Autodesk Builds Unified Log Analytics Solution on AWS to Gain New Insights
Autodesk, a leading provider of 3D design and engineering software, wants to do more than create and deliver software. It also wants to ensure its millions of global users have the best experience running that software. To make that happen, Autodesk needs to monitor and fix software problems as quickly as possible. Doing this was challenging, however, because the company’s previous application-data log solution struggled to keep up with the growing volume of data needing to be analyzed and stored.
The solution ingests 2 TB of data every day, a number expected to grow to 10 TB within the next few years. “We had some performance issues with the solution, which made it difficult for us to detect problems quickly,” says Tommy Li, senior software architect at Autodesk. “We needed the ability to monitor logging-incident data in real time, so we could answer customer questions faster.”

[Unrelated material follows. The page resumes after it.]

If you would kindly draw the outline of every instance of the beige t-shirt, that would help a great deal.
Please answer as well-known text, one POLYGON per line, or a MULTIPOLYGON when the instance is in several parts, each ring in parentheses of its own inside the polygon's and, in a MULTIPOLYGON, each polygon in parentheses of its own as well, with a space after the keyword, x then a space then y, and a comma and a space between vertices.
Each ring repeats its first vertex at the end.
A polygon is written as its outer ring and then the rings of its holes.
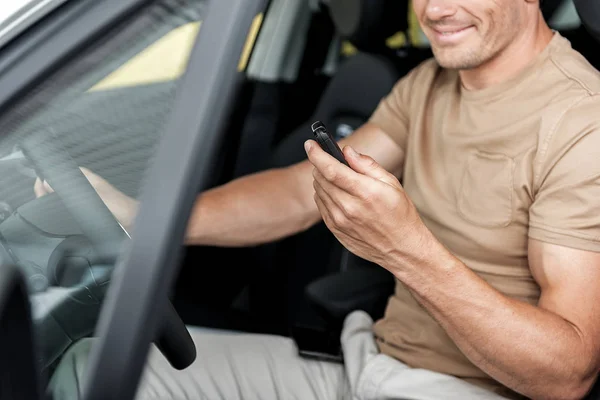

Autodesk was also encouraged by its finance department to find a more cost-effective logging solution. “We have a small team, and we wanted to find a solution that would ease log data management while lowering costs,” says Li.
“Ultimately, we are improving our software products and offering better service to our customers because of the real-time visibility we’re getting into log data.”
Tommy Li, Senior Software Architect, Autodesk
AWS Services Used
Based in San Rafael, California, Autodesk is a software company that creates products for the architecture, engineering, construction, manufacturing, media, and entertainment industries. The company’s software includes AutoCAD and 3D solutions.
- Finds and fixes application problems faster through real-time data analysis
- Improves mean time to detect and recover
- Builds enterprise data logging analysis solution using small IT team
AWS Services Used
Creating a Fully Managed Unified Log Data Solution on AWS
To improve its log analysis capabilities for root-cause analysis, Autodesk researched building a cloud-based unified log data solution leveraging Amazon Web Services (AWS). “We had already been using AWS services for various internal functions at Autodesk, and we wanted to expand on that usage by developing a unified logging system,” says Li.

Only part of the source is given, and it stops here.